Lorsque, du fait notamment de l'apparition de la reproduction
sexuée, les cartes génétiques furent
rebattues, une intense compétition pour l'accès
aux ressources ou pour éviter les prédateurs
opposa les multiples espèces marines en ayant
résulté, par exemple lors de l'explosion
dite du Cambrien (-545 à - 524 millions d'années
environ). Les cerveaux se développèrent
en conséquence. Ils se dotèrent de parties
de plus en plus spécialisées, que nous
retrouvons dans nos propres cerveaux: les aires optiques
couplées aux yeux, les ganglions de la base qui
contrôlent les mouvements, l'amygdale qui gère
les émotions, le système limbique qui
contribue à la mémorisation.
Les
organismes marins envahirent les terres émergées
vers 400 millions d'années. Ce furent
les reptiles, aujourd'hui représentés
par les crocodiles, les tortues et les serpents (nous
simplifions) qui occupèrent les continents, suivis
par les dinosaures. Ces divers animaux, se livrant eux-aussi
à une intense compétition, régnèrent
avec succès sur la Terre pendant des centaines
de millions d'années. Ils développèrent
des formes très différentes. Cependant,
aucun ne disposèrent de cerveaux très
importants et très performants.
Ce
ne fut pas chez eux mais chez les premiers mammifères
que les précurseurs des cerveaux modernes ont
été identifiés. La compétition
entre ces mammifères et les espèces alors
dominantes a de facto conduit à l'enrichissement
des cerveaux tant en poids relatif qu'en zones fonctionnelles.
On notera que le premier mammifère placentaire
identifié à ce jour est le Juramaia sinensis,
découvert récemment en Chine, qui daterait
de -155 millions d'années (image: reconstitution).

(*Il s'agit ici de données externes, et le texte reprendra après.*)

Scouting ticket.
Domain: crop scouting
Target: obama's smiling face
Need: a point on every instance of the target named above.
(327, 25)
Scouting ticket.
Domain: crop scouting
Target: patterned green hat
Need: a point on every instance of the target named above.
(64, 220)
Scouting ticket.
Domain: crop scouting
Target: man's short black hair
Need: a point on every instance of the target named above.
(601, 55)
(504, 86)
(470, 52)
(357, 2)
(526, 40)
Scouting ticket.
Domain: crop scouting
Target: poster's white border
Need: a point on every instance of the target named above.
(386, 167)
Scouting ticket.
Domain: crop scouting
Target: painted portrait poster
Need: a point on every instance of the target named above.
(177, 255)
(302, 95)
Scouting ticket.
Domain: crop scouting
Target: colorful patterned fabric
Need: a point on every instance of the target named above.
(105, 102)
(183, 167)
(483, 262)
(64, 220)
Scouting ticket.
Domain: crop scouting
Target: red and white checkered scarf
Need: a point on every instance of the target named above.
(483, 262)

Ceci ferait remonter la date de l'ancêtre commun
entre placentaires et marsupiaux à - 60 millions
d'années (limite entre le jurassique moyen et
inférieur). Il s'agissait d'un animal insectivore
arboricole de la taille d'une musaraigne (La Recherche,
n° 456, p. 22).
On
peut considérer que le développement et
la complexification des cerveaux modernes a découlé
du succès compétitif de ces premiers placentaires
minuscules mais très mobiles. Autant que l'on
puisse en juger par de nouvelles techniques d'imagerie
non destructrices des crânes fossilisés,
ce furent les bulbes olfactifs qui prirent d'abord de
l'importance, suivis des régions du néocortex
enregistrant notamment les messages venus des poils
sensoriels. Il s'agissait donc d'animaux nocturnes circulant
dans les niches écologiques laissées libres
par les dinosaures. On peut considérer que ce
fut dans leur descendance que se précisèrent
les modèles de cerveaux dont nous sommes aujourd'hui
détenteurs.
Cependant,
l'évolution semble une nouvelle fois s'être
ralentie à partir de la fin du crétacé,
après la disparition des dinosaures. Dans l'immense
variété des mammifères terrestres
et marins étant apparus alors, la taille relative
et les performances des cerveaux n'évoluèrent
de nouveau que très lentement. La compétition
permanente entre prédateurs et proies, les pressions
sélectives en découlant, ne semblèrent
pas avoir provoqué comme l'on aurait pu s'y attendre
l'explosion de cortex associatifs capables de générer
de vastes représentations symboliques. Ce furent
plutôt les cortex spécialisés, sensori-moteurs,
qui en bénéficièrent. Peut-être
fut-ce aussi la rigidité générale
des boites craniennes qui freina le développement
des cerveaux.
L'importance
du cerveau cognitif, caractérisée par
un développement relativement plus rapide des
zones frontales, n'a repris sa marche ascendante que
chez les primates, et encore chez certains d'entre eux
seulement. Cette évolution fut bien antérieure
à l'hominisation, puisqu'elle a été
identifiée chez les ancêtres des grands
singes, vivant vers 15 ou - 14 millions d'années.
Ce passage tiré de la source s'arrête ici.